J'aime aussi sa vision du monde dans 100 ans ; pas d'épidémies, de noires misères ou d'état policier. Les robots gèrent l'économie et les taches ingrates. Les chômeurs ont une allocation et des soins garantis ; garantis cependant par les robots, il faut payer et cher pour les humains. La plus grande privation de ce siècle serait donc le manque de contact humain. J'aime cette réflexion.

Je suis un peu plus mitigée sur la deuxième nouvelle, qui est pourtant celle qui m'avait attiré dans le recueil. Le mariage de la dryade raconte la vie sur la planète Isis de Chaia Martine. À la suite d'un accident, son cerveau a été presque entièrement reconstruit et elle perdu tous ses souvenirs de sa vie "d'avant". Dans quelques jours elle va épouser Gay McInnes, a qui elle était déjà marié sur Terre dans une autre vie...
Tout commence très bien et surtout le premier paragraphe qui donne la couleur : " Chaia Martine avait dix-neuf ans. Sept jours plus tard, elle allait épouser l'homme avec qui elle avait déjà été mariée, dans une autre vie. Et elle ne pensait ne pas aller bien du tout. ", et l'écriture de Robert Charles Wilson ainsi que son histoire est agréable à suivre, mais il me semble qu'il a essayé de dire trop de choses dans ce petit texte. Les notions de génétique, immunité, innovation technologique sont expliquées à chaque pages un peu trop longuement. Ça ne fait pas très naturel et ça alourdit le tout à mon gout. Et c'est dommage parce que la vie sur cette planète est intéressante, l'histoire des premiers colons aussi, mais on n'est en quelque sorte noyée sous l'afflux d'informations pas forcément vitales pour la nouvelle. L'ambiance est agréable, la fin aussi (dans son... disons dans sa sorte d'humour noir), mais le texte boite à cause de cette volonté de trop expliquer tout, tout de suite.
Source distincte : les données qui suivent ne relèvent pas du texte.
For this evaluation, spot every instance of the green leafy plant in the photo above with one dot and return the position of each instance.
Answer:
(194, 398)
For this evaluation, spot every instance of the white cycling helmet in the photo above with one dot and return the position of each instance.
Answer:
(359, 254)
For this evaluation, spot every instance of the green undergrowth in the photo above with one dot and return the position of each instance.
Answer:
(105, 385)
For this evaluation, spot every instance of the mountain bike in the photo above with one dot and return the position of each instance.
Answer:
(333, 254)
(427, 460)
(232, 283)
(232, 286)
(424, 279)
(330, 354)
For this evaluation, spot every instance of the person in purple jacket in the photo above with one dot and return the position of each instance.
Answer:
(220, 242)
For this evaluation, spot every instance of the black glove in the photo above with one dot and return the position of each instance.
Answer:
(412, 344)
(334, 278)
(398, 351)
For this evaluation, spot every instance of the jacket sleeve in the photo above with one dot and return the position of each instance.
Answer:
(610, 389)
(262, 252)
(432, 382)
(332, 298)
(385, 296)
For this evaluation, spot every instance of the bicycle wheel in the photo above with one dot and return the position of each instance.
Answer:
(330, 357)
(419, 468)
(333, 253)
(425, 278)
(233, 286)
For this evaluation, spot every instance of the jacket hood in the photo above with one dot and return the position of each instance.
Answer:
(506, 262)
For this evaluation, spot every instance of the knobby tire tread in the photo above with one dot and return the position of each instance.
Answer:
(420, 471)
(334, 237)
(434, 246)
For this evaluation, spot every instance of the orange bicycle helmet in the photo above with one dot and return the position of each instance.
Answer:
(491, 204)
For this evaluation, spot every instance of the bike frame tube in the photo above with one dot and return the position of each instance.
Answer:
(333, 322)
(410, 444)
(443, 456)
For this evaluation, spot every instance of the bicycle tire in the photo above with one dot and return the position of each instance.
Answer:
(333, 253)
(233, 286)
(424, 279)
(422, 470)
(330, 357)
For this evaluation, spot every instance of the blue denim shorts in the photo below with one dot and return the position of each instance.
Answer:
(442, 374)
En deux mots : Une très agréable découverte ! Robert Charles Wilson sait écrire de très bonnes nouvelles et YFL - 500 vaut vraiment le coup ; je serais plus réservée sur Le mariage de la dryade, mais je suis quand même ravie d'avoir choisi ce petit opuscule. En plus pour continuer ma découverte de son oeuvre j'ai un de ses romans dans ma bibli., Darwinia, qui me tente beaucoup.
La couverture est très bof par contre, y a un moment où ils devraient s'abstenir de rien mettre si c'est pour nous coller ça.


Nouvelles extraites de Mysterium, romans et nouvelles paru collection Lunes d'encre chez Denoël.
Traduit de l'anglais par Gilles Goullet.